Booming Housing Prices Spur Employers to Become Landlords

Booming Housing Prices Spur Employers to Become Landlords

A recent article by Bloomberg highlighted one of the consequences of the increase in housing prices within the United States. With the median sales price for a home in the United States at $408,100, owning a home is falling out of reach for many Americans. In a similar vein rents have also risen across the country, with the average monthly rent standing at $1877 at the end of 2021 according to Redfin. 

Given the lack of affordable housing, some capitalists have put a modern twist on an old concept: the company town. The idea is that private employers will construct housing for their employees and the employer would double as a landlord.

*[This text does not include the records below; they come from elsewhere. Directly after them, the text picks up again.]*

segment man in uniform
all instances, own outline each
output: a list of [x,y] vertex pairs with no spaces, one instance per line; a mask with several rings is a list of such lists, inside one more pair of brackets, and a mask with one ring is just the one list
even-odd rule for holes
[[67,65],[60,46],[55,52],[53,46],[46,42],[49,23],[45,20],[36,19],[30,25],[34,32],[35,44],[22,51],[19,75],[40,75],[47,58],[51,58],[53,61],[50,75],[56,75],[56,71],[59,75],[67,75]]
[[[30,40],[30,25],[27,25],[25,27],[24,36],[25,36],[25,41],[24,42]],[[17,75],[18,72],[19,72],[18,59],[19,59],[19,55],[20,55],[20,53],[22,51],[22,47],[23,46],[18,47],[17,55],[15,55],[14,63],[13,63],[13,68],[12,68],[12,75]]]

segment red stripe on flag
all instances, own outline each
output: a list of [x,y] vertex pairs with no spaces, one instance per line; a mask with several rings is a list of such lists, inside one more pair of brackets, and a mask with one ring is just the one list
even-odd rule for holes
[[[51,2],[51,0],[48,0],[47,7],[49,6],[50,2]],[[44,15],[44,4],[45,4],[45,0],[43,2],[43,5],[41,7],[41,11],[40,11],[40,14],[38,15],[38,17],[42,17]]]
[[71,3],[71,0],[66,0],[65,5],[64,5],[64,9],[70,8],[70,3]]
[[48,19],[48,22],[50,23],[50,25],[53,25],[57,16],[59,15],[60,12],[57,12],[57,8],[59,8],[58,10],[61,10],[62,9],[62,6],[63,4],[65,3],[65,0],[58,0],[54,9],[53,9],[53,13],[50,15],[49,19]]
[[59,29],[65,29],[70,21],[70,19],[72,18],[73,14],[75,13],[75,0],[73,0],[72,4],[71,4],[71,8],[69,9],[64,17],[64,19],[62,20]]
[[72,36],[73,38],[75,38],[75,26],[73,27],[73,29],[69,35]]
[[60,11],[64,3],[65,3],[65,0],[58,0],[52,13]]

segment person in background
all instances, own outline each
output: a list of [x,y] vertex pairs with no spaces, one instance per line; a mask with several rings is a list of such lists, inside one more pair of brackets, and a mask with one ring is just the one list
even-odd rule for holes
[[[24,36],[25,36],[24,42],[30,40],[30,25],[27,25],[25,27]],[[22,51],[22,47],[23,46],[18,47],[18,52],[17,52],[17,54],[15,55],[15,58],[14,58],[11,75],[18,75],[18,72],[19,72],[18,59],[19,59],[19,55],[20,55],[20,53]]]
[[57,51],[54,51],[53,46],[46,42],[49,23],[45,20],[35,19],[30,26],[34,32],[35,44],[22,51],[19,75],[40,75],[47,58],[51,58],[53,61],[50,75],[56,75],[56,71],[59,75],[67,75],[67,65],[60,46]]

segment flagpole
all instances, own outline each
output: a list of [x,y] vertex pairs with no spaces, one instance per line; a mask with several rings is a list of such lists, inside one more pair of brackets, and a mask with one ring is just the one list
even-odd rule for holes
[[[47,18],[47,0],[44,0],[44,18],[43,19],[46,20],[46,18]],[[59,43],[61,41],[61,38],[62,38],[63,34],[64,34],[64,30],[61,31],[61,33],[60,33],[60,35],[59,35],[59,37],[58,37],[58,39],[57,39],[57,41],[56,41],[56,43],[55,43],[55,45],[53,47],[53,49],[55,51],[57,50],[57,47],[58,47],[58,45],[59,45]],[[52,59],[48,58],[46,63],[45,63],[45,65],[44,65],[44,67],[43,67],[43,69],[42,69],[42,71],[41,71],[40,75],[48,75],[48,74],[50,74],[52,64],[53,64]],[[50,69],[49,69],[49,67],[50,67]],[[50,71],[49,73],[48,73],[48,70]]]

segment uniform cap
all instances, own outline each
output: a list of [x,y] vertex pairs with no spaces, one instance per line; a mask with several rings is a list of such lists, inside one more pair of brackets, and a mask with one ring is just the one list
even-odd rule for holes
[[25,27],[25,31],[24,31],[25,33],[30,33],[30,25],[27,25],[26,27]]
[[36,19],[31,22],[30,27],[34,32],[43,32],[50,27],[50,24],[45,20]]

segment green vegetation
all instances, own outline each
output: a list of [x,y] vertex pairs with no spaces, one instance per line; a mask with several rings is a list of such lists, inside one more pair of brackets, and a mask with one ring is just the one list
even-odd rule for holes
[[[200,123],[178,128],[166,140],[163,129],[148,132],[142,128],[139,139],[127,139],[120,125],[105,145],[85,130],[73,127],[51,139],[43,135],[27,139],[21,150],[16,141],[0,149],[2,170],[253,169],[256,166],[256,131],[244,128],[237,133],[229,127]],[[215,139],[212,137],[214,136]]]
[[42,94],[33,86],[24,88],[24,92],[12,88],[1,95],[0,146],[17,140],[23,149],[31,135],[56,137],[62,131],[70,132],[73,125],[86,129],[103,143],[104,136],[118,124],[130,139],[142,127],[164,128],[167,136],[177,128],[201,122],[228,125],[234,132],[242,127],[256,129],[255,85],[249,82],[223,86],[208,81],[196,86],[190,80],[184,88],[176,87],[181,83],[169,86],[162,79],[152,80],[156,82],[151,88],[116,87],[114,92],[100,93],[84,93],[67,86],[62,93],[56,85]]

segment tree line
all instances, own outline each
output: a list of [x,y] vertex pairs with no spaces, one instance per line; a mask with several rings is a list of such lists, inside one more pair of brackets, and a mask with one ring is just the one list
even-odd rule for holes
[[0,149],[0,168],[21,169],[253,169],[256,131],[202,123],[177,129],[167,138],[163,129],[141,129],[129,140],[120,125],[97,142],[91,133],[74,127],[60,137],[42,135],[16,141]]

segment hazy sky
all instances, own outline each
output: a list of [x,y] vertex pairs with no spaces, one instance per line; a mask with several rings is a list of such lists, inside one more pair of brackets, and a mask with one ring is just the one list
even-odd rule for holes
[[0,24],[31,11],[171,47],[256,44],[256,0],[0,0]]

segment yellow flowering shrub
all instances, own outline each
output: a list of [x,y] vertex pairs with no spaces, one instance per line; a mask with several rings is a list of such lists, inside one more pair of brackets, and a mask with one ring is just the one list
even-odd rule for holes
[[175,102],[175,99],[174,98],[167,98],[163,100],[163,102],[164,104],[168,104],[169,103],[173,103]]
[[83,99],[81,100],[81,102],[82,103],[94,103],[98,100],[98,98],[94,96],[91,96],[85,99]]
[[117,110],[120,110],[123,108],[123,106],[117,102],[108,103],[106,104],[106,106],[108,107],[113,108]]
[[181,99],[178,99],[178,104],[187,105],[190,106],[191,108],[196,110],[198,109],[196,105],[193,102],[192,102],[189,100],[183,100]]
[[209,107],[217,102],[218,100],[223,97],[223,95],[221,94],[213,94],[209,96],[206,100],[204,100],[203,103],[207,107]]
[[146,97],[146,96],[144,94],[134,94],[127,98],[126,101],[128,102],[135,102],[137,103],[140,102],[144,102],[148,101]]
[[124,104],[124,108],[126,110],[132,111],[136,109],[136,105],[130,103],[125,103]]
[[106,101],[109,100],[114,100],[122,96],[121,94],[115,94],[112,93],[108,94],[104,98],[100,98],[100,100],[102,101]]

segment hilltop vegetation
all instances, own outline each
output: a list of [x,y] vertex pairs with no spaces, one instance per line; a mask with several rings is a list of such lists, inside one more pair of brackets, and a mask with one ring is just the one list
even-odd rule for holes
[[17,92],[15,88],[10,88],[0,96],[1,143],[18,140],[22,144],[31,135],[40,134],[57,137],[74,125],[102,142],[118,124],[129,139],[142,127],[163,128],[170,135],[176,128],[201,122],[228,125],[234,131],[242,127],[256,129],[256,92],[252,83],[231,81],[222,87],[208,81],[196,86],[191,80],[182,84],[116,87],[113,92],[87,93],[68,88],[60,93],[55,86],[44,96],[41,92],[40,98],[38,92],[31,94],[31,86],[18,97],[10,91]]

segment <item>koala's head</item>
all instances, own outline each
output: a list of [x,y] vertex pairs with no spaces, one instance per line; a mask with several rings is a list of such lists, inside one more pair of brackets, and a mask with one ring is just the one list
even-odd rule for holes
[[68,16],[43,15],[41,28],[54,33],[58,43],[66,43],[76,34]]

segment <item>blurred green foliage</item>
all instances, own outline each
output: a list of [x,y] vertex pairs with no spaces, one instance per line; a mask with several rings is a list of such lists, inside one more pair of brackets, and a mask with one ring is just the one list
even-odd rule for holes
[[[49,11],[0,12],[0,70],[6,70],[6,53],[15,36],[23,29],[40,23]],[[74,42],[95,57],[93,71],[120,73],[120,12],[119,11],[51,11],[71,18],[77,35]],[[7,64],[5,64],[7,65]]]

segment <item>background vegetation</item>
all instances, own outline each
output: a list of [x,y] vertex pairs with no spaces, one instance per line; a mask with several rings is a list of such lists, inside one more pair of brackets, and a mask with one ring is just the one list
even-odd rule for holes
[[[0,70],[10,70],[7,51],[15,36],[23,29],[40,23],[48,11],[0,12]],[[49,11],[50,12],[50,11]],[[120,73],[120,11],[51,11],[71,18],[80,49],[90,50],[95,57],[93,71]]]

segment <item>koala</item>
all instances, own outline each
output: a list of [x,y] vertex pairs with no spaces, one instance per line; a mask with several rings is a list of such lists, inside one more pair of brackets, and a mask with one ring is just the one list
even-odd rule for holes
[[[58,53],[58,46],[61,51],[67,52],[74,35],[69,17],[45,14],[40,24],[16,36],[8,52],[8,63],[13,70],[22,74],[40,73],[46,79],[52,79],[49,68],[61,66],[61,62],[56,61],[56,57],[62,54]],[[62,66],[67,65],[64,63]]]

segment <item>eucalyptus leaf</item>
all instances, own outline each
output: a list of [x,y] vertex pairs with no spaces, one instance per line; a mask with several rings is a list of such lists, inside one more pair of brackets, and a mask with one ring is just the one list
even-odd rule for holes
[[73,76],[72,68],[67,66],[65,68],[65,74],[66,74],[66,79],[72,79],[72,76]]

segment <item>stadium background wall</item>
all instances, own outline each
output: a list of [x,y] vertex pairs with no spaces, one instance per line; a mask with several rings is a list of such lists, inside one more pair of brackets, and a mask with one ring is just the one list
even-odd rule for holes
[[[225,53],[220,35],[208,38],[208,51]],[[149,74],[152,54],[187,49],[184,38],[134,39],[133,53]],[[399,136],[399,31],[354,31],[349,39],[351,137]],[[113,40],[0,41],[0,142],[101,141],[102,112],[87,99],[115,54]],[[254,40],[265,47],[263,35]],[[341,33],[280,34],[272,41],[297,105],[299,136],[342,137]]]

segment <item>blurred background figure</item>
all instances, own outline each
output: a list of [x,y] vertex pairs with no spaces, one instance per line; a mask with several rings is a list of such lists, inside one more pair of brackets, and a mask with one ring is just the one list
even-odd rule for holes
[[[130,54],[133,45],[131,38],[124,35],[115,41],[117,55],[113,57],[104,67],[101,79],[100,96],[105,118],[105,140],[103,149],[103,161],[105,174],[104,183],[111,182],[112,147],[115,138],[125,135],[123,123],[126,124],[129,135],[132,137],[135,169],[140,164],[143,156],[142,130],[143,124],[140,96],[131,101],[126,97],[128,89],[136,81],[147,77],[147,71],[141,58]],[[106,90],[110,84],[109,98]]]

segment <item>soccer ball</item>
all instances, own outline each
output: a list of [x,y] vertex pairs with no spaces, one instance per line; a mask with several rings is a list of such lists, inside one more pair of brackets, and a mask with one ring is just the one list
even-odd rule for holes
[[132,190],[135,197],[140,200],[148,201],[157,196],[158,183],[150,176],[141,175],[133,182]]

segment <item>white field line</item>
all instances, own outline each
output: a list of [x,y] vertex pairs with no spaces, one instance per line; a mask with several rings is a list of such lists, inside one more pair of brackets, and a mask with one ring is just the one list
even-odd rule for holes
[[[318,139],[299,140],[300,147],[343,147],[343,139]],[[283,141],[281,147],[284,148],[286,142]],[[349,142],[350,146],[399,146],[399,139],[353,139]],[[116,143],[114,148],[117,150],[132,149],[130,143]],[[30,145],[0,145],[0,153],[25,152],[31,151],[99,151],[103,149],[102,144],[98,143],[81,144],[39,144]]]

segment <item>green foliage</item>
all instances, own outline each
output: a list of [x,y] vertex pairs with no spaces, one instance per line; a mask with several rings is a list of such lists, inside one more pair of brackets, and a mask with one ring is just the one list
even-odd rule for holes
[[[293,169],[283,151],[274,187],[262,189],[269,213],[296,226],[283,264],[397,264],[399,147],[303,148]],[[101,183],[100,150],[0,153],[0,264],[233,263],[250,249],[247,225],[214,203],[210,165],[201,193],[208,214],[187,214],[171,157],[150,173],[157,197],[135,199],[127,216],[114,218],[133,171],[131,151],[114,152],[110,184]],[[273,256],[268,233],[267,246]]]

Such arrangements have existed in the past in the United States. For example, Pullman, Illinois was built in the 1880’s by capitalist George Pullman to provide housing to the workers who produced railroad cars in the Pullman factories. Abuse of employees under such arrangements were common, with workers often being paid in scrip for use at company stores, and would be buying commodities from and paying rent back to their employers.

Holtz Builders is planning to construct employee housing in Branson, Missouri. Walt Disney Co. is also considering building residential housing for its workers.   

Under the capitalist system housing prices are regulated by profitability, and the price of housing becomes unaffordable for many workers. Looking to capitalize on such a situation, capitalists are eager to serve in the double capacity of landlord-employers and further immiserate the workers with sub-par accommodations in a purported effort to “solve the housing crisis”. From history we can see that such attempts have ended in failure. Any attempt to fix the problems associated with housing affordability using “employer-sponsored housing” are utopian fantasies which just so happen to enrich the bourgeoisie.